L’11 maggio 1962 Joseph Walker ebbe pubblicamente a dichiarare, durante un intervento a Seattle, denominata “Seconda Conferenza Nazionale sull’uso pacifico della ricerca spaziale“, che uno dei suoi compiti era quello di individuare UFO durante i voli con l’X-15. Così narrò ai presenti che proprio solo poco tempo prima, il 30 aprile 1962, dopo essere decollato dalle vicinanze di Lake Mus (Nevada), mentre stava eseguendo una salita ad angolo di circa 30 gradi, filmò due oggetti misteriosi, che erano a forma di disco ed ebbero a superarlo allorquando si trovava ad una quota di circa 200.000 piedi e ad una velocità di 3.400 miglia orarie. Così egli riferì in diretta alla NASA Control Room di Edwards, dove si trovavano in quel momento una ventina di persone, la seguente frase: “Due UFO appena passati sopra“. La sua telecamera di bordo, posizionata a poppa, filmò gli UFO e produsse un filmato di buona qualità, nel quale si vedevano distintamente due navi spaziali, di colore biancastro o argenteo, nell’atto di volare in formazione stretta, superare con estrema facilità il suo X-15 da dietro per poi passargli dal di sopra alcune centinaia di metri. La NASA rese pubblico questo video una volta sola, allorquando decise di mostrarlo ad un gruppo di giornalisti, specificando però che Joe Walker, in realtà, stava vedendo combustibile o ghiaccio congelati che avevano prodotto danni importanti alla fusoliera dell’imbarcazione e stavano scivolando accanto all’X-15. Noi ufologi la NASA la conosciamo bene, come comportamento, s’intende, e sappiamo che, semplicemente, mente sempre e comunque ogni volta che deve commentare qualcosa di apparente natura ufologica. Così la scusa fu che il suo miglior pilota collaudatore di quel tempo e, forse, il più grande pilota militare statunitense di tutti i tempi, aveva preso lucciole per lanterne, scambiando oggetti metallici per miseri pezzi di combustibile e ghiaccio congelati.
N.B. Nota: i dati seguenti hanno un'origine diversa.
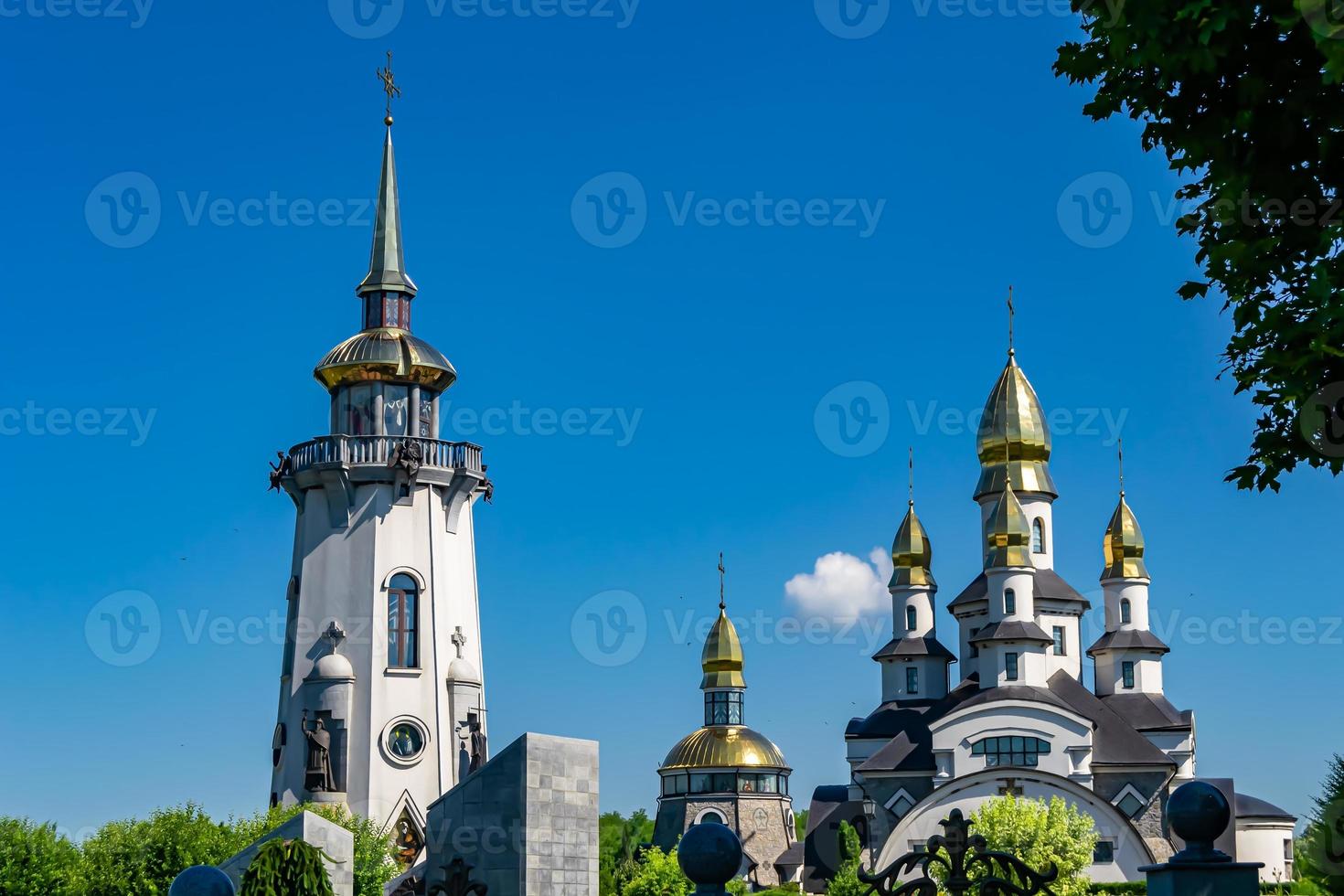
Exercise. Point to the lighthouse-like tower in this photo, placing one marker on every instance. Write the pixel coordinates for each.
(382, 701)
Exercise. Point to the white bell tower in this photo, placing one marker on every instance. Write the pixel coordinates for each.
(380, 687)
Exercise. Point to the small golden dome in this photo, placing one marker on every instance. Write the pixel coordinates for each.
(1014, 426)
(1007, 534)
(1124, 546)
(722, 658)
(725, 747)
(386, 354)
(912, 554)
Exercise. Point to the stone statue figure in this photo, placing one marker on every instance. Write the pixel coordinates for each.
(477, 746)
(317, 776)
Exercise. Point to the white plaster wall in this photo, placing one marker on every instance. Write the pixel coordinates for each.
(343, 575)
(1261, 840)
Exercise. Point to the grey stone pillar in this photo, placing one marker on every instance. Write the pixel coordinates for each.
(1199, 815)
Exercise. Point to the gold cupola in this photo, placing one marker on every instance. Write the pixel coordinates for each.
(912, 554)
(1014, 426)
(722, 656)
(1007, 532)
(1124, 546)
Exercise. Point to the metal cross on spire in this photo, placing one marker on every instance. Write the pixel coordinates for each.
(722, 571)
(389, 88)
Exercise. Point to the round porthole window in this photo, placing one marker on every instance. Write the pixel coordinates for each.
(403, 741)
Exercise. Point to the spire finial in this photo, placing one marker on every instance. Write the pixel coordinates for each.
(1120, 455)
(722, 571)
(389, 88)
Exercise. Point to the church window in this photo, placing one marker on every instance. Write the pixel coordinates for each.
(402, 630)
(1011, 752)
(397, 404)
(723, 709)
(1131, 805)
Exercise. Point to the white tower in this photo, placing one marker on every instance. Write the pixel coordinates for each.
(914, 666)
(380, 687)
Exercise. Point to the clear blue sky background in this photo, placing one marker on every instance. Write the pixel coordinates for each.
(723, 337)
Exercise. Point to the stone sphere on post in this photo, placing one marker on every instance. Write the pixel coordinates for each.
(709, 855)
(1199, 815)
(202, 880)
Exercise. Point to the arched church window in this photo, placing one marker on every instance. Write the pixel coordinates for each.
(402, 617)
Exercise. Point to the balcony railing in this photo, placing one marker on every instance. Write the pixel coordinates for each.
(349, 450)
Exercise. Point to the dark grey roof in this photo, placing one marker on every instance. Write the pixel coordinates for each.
(1129, 640)
(1115, 741)
(928, 646)
(1148, 710)
(1252, 807)
(1049, 586)
(1012, 630)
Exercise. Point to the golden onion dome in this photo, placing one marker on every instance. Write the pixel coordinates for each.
(722, 658)
(912, 554)
(386, 354)
(1014, 426)
(1124, 546)
(1007, 534)
(725, 747)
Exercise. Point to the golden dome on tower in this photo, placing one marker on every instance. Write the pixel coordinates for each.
(1014, 426)
(1124, 546)
(722, 658)
(1007, 534)
(912, 554)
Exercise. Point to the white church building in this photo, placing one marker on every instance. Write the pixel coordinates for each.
(1020, 720)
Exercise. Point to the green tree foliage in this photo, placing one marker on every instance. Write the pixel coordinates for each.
(37, 860)
(618, 841)
(846, 883)
(286, 868)
(1040, 835)
(1246, 101)
(1320, 856)
(657, 875)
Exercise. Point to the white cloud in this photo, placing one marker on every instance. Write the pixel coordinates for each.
(843, 586)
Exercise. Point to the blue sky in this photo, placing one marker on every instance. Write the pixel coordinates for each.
(715, 329)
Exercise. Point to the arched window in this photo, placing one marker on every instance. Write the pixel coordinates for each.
(1011, 752)
(402, 629)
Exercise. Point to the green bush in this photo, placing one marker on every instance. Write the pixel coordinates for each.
(35, 859)
(286, 868)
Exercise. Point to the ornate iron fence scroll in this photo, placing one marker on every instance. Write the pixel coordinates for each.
(1000, 878)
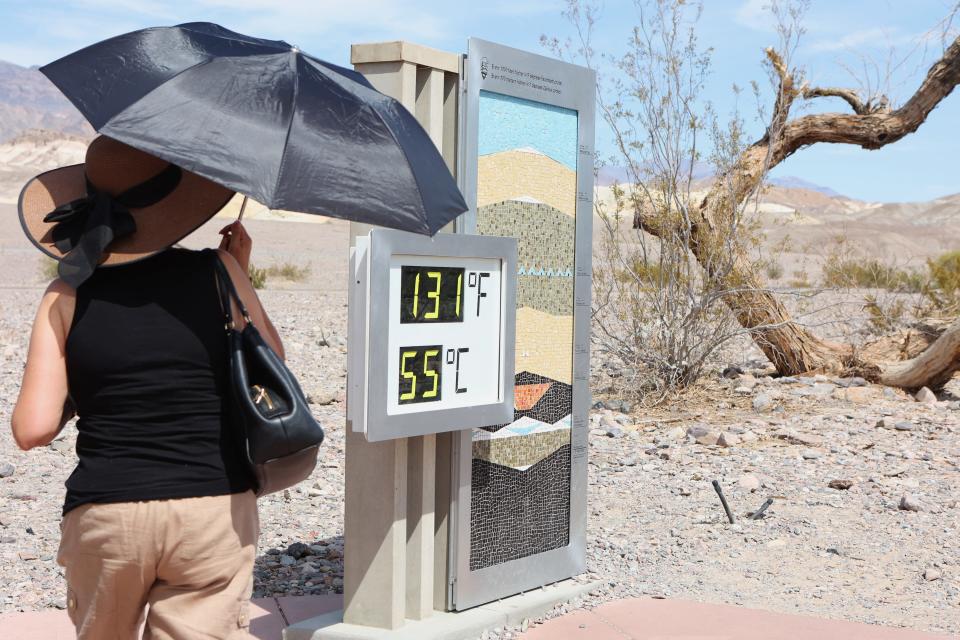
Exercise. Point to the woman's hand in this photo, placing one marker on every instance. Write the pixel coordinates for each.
(237, 242)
Fu un insulto all’intelligenza di Joe. Subito dopo, Walker specificò che non si sentiva di speculare su quanto aveva visto e filmato poiché la sola cosa che sapeva era quanto apparso nel film e quanto avevano visto i suoi occhi. Ed i suoi occhi avevano visto una realtà ben diversa! Egli ebbe anche un altro avvistamento, ma non suffragato da alcuna immagine.